October 11, 2002

Two-Week Pilot Study Examines Nearshore Currents and Waves at Black's Beach:

Scientists Monitor Real-Time Data with HPWREN-Like Technology

Scientists from the Scripps Institution of Oceanography (SIO) Integrative Oceanography Division (IOD) and Woods Hole Oceanographic Institution (WHOI) are currently conducting a two-week pilot study that uses 802.11b technology to help them examine surf zone water motions in real-time.

With assistance from the HPWREN team as well as the UCSD Administrative Computing, and Telecommunication Services (ACT) and the Office of Network Operations (ONO), several SIO and WHOI scientists have deployed two in-situ current and wave measuring stations in shallow water at Black's Beach. These stations are connected to an autonomous data acquisition system on the beach which telemeters the data in real-time, via a wireless Ethernet bridge on Scripps Pier, directly to IOD and WHOI laboratories for analysis.

"The real-time data that is now being streamed from the beach to our labs allows researchers to better understand beach erosion and nearshore circulation," explains Jerome Wanetick, a computer scientist at SIO's Integrative Oceanography Division. "Once this pilot study is complete, we will make our final plans for next fall's larger experiment involving ten of these telemetry stations."

The "larger experiment" that Wanetick refers to is the 2003 Nearshore Canyon Experiment (NCEX), which has been proposed to the Office of Naval Research and the National Science Foundation. Once finished, the NCEX will encompass a nearshore processes community model that allows scientists to better study the evolution of surface gravity waves propagating across the continental shelf through the shoaling region and surf zone. The NCEX will also concentrate on corresponding inner shelf and breaking-wave driven nearshore circulation, sediment transport, and subsequent bathymetric change.

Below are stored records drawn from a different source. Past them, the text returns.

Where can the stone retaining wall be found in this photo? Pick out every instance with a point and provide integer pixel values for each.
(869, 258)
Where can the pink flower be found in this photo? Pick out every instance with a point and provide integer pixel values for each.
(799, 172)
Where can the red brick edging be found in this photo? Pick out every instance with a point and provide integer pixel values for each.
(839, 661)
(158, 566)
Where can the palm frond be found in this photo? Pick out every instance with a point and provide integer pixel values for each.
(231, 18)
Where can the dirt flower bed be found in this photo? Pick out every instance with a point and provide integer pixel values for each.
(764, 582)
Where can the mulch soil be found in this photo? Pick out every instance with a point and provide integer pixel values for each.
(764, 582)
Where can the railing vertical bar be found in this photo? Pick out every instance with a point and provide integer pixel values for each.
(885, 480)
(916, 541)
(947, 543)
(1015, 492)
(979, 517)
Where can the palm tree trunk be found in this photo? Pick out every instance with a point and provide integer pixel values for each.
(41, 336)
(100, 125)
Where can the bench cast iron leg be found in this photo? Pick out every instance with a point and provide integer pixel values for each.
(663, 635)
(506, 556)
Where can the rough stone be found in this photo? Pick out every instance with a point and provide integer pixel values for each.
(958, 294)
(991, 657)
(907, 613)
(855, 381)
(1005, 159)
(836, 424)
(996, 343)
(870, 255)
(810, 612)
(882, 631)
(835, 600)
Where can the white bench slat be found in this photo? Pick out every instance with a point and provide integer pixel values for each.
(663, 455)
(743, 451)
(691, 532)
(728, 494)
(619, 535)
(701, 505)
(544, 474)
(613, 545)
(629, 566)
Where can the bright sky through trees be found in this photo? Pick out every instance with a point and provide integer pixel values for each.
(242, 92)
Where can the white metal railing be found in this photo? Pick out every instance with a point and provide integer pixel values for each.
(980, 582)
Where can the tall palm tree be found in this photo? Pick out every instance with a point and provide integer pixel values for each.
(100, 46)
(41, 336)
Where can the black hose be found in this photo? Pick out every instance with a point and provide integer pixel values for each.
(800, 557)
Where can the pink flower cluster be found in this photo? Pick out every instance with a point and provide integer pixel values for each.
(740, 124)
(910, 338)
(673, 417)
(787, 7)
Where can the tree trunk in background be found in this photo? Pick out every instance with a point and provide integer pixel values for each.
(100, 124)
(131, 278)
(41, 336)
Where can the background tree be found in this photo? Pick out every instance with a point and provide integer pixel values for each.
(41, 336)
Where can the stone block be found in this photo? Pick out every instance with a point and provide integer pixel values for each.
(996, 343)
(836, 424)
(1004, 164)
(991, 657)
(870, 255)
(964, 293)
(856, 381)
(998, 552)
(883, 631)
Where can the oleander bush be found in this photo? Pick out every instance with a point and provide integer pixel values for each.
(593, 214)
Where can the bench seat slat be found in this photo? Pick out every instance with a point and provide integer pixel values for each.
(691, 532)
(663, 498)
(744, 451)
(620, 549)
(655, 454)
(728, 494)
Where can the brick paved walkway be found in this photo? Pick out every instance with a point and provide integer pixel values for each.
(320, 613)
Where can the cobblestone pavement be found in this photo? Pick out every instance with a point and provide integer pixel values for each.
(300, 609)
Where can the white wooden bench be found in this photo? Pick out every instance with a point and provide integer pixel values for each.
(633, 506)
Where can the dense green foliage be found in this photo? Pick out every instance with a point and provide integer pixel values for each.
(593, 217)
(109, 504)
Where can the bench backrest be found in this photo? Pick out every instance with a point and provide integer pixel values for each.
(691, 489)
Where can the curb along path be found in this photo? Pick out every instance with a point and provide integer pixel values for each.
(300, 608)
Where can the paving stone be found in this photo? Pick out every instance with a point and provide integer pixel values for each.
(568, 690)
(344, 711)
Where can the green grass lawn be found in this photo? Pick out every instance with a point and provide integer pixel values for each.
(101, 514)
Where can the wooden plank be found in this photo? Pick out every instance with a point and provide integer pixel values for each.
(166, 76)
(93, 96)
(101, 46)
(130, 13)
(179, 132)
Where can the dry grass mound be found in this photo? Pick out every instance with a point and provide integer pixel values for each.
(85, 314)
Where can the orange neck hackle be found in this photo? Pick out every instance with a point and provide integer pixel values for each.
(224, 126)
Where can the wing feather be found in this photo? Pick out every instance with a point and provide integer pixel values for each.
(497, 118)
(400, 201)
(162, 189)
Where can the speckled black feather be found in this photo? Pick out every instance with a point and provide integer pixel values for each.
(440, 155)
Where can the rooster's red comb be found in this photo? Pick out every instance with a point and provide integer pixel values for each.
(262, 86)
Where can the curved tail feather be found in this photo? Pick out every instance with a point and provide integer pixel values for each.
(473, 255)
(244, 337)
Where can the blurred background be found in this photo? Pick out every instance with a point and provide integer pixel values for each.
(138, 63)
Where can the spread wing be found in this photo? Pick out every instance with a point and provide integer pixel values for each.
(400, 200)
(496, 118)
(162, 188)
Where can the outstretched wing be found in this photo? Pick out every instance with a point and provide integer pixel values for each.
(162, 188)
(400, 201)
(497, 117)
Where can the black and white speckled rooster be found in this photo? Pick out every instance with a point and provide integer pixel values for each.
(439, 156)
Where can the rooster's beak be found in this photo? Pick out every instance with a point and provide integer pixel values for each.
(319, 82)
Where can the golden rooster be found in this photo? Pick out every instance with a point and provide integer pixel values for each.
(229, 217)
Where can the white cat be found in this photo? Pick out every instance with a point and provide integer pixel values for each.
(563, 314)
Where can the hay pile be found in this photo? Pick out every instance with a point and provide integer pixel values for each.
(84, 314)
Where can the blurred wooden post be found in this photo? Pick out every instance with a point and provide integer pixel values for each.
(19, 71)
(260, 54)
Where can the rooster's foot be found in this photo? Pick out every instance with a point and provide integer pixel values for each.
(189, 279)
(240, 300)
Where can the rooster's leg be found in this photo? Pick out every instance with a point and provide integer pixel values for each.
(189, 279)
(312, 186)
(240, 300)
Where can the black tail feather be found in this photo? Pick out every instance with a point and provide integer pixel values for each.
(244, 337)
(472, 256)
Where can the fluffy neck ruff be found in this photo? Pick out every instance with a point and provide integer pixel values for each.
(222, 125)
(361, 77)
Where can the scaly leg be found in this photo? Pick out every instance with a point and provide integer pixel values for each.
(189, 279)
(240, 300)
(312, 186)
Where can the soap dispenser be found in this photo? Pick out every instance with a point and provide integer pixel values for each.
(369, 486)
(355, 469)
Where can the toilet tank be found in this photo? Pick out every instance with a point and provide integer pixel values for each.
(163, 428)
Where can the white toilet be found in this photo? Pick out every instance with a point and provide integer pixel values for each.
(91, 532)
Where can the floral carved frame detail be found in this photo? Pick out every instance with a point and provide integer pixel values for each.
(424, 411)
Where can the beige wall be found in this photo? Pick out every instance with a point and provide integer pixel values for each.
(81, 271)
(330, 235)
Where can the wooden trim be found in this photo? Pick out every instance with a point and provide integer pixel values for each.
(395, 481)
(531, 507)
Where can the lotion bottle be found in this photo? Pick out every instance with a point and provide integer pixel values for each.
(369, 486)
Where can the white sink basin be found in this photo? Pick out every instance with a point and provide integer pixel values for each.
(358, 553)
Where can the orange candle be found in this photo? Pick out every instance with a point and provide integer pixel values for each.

While the telemetry instruments are mounted on a steel frame located between the beach and ten feet of water depth, a 40-inch grid antenna allows the station to deliver real-time data from Black's Beach to Scripps Pier, which utilizes a 180-degree sector antenna. The Internet connection originates at the pier via SIO's AP-2 access point. The data is then accessible by IOD and WHOI researchers - in real-time.